A infância é o período mais rico e interessante de nossas vidas. É na infância que desenvolvemos nossa força criativa, nossa curiosidade e capacidade de lidar com situações novas. O inusitado nos encanta. O mundo é um mistério maravilhoso. Queremos experimentá-lo, sorvê-lo e transformá-lo.
Há sempre um tempo certo para cada uma de nossas experiências ao longo da vida. Assim como há diversas maneiras certas de garantir que façamos o melhor proveito possível de cada uma das infinitas aprendizagens a que temos direito. E abreviar a infância é uma violência contra a nossa natureza, e as consequências dessa abreviação podem ser seríssimas.
Adultos que somos, temos em nossas mãos a capacidade de determinar o tempo que ofereceremos às nossas experiências, bem como o direito de escolher o que queremos ou não aprender.
As crianças, no entanto, dependem de nós para terem assegurados tempo suficiente para que possam desenvolver-se de forma saudável e harmoniosa. Os pequenos dependem do nosso bom senso, da nossa permissão e do nosso apoio para que possam ser crianças durante esse período de vida maravilhoso que é a infância.
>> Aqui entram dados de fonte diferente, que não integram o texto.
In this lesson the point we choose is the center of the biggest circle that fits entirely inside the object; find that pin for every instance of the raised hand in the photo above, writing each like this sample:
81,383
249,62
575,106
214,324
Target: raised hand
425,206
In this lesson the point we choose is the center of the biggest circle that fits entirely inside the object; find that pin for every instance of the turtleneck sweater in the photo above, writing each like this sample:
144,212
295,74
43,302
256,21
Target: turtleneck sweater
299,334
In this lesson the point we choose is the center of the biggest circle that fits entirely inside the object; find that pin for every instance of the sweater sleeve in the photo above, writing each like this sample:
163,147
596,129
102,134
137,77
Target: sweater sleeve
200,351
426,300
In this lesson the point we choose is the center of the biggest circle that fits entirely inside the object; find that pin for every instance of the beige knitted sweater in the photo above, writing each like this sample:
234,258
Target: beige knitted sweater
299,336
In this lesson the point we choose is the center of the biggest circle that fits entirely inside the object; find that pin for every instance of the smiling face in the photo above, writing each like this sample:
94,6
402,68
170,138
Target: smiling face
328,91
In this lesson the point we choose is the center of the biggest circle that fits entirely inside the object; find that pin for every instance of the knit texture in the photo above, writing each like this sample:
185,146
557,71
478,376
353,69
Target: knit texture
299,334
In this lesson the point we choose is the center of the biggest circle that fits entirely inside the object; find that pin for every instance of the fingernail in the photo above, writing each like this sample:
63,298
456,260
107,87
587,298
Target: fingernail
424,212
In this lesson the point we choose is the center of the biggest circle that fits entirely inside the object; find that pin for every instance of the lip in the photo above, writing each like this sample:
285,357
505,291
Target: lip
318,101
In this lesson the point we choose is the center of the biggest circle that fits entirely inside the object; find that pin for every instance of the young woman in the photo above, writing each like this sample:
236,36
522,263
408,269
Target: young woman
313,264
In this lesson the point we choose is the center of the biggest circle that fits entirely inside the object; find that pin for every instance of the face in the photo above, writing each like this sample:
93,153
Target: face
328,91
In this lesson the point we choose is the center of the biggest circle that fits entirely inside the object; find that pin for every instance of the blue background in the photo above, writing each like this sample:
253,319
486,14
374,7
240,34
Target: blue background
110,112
Entretanto, na ânsia de oferecer aos nossos pequenos as melhores oportunidades de futuro, corremos o sério risco de não os deixar viver o presente em toda a sua plenitude. Nossas crianças vivem super estimuladas por uma gama de informações e acesso a artefatos tecnológicos que acabam por esgotá-las e tirar delas a chance de chegar às suas próprias conclusões acerca das descobertas necessárias ao seu desenvolvimento cognitivo e emocional.
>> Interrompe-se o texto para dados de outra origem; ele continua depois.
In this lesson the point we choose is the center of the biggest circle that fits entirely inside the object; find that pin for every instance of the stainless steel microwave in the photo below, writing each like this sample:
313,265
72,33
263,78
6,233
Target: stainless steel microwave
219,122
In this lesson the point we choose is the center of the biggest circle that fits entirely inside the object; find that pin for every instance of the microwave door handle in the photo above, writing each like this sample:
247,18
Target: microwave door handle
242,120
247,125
Do ponto de vista material, estamos caprichando demais. Estamos rodeando nossos meninos e meninas de coisas, de brinquedos, de livros e mais tudo o que nos é possível adquirir, porque já estamos acostumados a responder aos apelos de consumo. Quase sem pensar – e de fato sem nenhuma intenção nefasta -, acabamos por incorporar essa ideia de que eles precisam mesmo de tantas coisas para serem felizes. E eles não precisam.
A realidade é que passamos do ponto. Deixamos para trás vivências e convivências de uma vida mais simples, mas incrivelmente mais rica, no que diz respeito à criação de vínculos e formação de habilidades afetivas e intelectuais.
Há em nosso cotidiano um número considerável de espaços que precisam ser ocupados com presença, nossa presença. E por mais que seja difícil escapar dessa concordância coletiva, precisamos parar alguns instantes e reconhecer que estamos submetendo nossas crianças a rotinas estressantes demais, competitivas demais, exigentes demais.
Talvez a responsabilidade maior seja nossa, pelo excesso de agitação, pela falta de foco, pela irritabilidade e pela falta de autoridade amorosa que, no fim das contas é a maior causa de tantos transtornos de comportamento e aprendizagem.
Os consultórios andam cada vez mais abarrotados de crianças encaminhadas com suspeita de Déficit de Atenção e Hiperatividade. É assustador a quantidade de crianças medicadas, em idades cada vez mais precoces. É preocupante demais observar o nível de sofrimento dessas crianças que não conseguem caber nas rotinas engessadas e conteúdos excessivos oferecidos pela grande maioria das escolas, com a anuência e aplauso dos responsáveis.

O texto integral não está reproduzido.